プロローグ
「( よく寝たなあって思ったんだよ。そりゃそうだよ、寝坊してんだもん)」
とっくに過ぎた登校時間を示している壁掛け時計を見ながら、ベッドから起き上がろうともしない少女はぼんやりとした頭で思う。
寝返りを打てば胸まで伸びた黒い髪の毛が顔にかかってくる。
それをさも鬱陶しそうに手で後ろへ流した。
「(そもそも昨日は日付が変わるまでハリガネムシについての知識を深めていたわけだし、そんじょそこらの女子高生よりも学があるぞ今のあたしは。よって一日学校を休んでしまおうが、問題無いんじゃないの)」
ネットで見かけたハリガネムシの動画を見てから、生態について詳しく調べていた昨夜。
そのせいで完全に寝坊をした彼女からはもう、学校へ行く気は消えているようだ。
だが、もう十時になろうとしている今、両親は仕事に行っているので学校へ連絡をするのはやはり自分しかいない。
「(ということはだ! 今日は神様がお休みしていいって言っているんじゃない? そうと決まればこれはエンジョイするしかないよね!? やほほーい)」
とうとう完全に開き直ってしまった。
そうと決まれば早いものでベッドから転がるように落ちると、小柄な少女はむくりと起き上がる。
何をしてこの休日を過ごそうかと心躍らせていた。
その時、ガツンと頭に何かがぶつかったかのような衝撃と目の前が点滅し、続けて鼓動と共に頭痛が始まった。

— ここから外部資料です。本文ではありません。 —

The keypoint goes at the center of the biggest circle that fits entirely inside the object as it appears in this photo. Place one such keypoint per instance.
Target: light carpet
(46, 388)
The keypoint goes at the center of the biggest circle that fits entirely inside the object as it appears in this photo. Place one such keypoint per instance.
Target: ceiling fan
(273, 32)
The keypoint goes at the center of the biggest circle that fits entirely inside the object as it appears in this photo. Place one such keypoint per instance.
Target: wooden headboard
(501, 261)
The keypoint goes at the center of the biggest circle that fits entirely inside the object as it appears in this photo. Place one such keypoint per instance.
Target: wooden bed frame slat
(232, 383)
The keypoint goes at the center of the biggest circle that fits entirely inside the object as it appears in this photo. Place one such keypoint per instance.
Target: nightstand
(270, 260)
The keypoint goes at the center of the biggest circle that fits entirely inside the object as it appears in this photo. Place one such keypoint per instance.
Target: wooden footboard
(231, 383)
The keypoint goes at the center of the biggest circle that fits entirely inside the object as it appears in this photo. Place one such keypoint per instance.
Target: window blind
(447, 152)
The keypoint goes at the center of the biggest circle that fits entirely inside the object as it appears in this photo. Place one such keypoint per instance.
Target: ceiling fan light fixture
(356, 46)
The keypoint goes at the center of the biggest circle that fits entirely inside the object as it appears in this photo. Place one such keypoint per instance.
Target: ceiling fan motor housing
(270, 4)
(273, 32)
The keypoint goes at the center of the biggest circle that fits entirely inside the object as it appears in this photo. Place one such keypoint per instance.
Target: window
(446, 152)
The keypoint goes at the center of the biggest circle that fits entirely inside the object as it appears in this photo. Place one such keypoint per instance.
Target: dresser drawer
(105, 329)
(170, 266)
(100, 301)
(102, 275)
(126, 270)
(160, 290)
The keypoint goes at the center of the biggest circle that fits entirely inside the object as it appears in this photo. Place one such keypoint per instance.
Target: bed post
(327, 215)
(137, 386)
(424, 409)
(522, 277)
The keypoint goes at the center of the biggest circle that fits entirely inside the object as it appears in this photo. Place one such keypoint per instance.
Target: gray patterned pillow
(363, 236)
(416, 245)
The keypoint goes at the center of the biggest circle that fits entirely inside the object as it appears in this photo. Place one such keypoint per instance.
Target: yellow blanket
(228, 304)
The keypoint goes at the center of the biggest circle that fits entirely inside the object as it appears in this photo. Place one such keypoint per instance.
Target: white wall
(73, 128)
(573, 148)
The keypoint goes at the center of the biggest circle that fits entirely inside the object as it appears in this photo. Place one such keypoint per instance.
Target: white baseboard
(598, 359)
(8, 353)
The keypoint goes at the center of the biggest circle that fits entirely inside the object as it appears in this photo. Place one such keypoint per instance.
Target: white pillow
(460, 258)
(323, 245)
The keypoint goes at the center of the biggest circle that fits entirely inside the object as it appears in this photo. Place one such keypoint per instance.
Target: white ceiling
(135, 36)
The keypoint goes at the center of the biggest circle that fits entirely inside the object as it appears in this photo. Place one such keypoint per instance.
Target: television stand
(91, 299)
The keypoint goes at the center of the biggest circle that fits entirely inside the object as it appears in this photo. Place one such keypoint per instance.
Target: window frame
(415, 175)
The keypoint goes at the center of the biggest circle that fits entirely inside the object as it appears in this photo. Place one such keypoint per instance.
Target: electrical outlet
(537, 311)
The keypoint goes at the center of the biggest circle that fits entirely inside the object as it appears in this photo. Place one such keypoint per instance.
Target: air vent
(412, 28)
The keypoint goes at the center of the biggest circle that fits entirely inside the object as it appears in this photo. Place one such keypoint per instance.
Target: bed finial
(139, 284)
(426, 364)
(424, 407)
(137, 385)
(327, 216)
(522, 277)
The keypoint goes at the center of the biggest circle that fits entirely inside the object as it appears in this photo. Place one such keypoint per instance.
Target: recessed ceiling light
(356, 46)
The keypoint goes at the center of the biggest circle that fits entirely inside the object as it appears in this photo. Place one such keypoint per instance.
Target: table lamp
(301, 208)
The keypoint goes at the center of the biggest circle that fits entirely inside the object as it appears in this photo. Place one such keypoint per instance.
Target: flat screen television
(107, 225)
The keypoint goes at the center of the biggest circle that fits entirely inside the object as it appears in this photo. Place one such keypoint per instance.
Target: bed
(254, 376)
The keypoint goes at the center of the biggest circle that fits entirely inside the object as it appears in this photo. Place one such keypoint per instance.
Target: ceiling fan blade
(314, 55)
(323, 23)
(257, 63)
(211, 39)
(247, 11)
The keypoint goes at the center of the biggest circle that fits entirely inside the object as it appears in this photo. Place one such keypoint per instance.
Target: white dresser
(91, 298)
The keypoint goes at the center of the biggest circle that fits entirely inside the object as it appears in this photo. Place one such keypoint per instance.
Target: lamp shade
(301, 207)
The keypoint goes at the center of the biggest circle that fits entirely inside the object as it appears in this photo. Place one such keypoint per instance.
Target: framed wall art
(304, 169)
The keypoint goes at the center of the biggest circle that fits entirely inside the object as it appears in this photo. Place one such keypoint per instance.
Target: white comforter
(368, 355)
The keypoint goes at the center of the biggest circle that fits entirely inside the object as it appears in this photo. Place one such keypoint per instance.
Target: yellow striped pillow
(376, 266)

「( えぇぇー。頭痛唐突すぎるよ。え?むしろこれ頭痛? 初めての痛み……動揺するよこれ……! いたっマジで痛いヤバいなにこれ)」
ふらつきながら、薬を取りにリビングへ続く階段をゆっくりと下りていく。
風邪すらもひかないこの少女、東藤甲斐は自分でもたまに恨めしくなるほどの健康体なはずだった。
「(あーやばい。今、頭痛を直してやるから土下座しながら靴舐めろって言われたら舐めちゃう……いた……痛い……!)」
あまりの痛みによって、意志に反して涙が勝手に落ちていた。
プライドもかなぐり捨てるほどの猛烈な痛みに、思考が冷静ではなくなっている。
「(なにこれ天罰? 学校サボってんじゃねーよっていうお叱りの痛み? 孫悟空ですらここまでじゃないんじゃないの? 神様器ちっちぇえー! ていうかヤバい、本気で死ぬかもしれない。本当、本当神様すいませんでした……!)」
望まぬ時に限って起きる腹痛の時と同じ、神頼みだ。
暑くもないのに甲斐の着ているタオル地で出来たノースリーブのキャミソール型パジャマにじっとりと汗が滲んでくる。
そしてようやく階段の踊り場までたどり着いたが、とうとう耐え切れずに座り込んでしまった。
「(ダメだ、これ誰かに連絡しないと。多分ここで本当に死ぬ。……死にたくねえ……。むしろ この痛みが全人類に分割されたらいいのに…! そうしたらかなり楽になるのに……)」
そうは思うが、そろそろそんな下らない事を考えている余裕も無くなってきた。
携帯はベッドの上に置きっ放しなのでもう一度階段を登るよりも、やはりこのままリビングまで下りて固定電話を使った方が良さそうだ。
壁に手を付いて再び下りようとした時、足が言うことを聞かずに階段を踏み外した。
「(圧倒的死の予感! 走馬灯っていつ見えるのあたしこのまま死ぬの絶対痛いよていうかたぶんこのパジャマワンピースだし落ち方によっては遺体で発見されたらパンツ見えるあれ今日どんなパンツだったっけ)」
思わず目をつぶるが、走馬灯どころか頭をよぎるのはこの期に及んで何故こうもどうでもいいことばかりなのか。
体をあちこちに打ち付けながら、落ちていくというよりも階段を転がるようにして着地を待つことしか今はできなかった。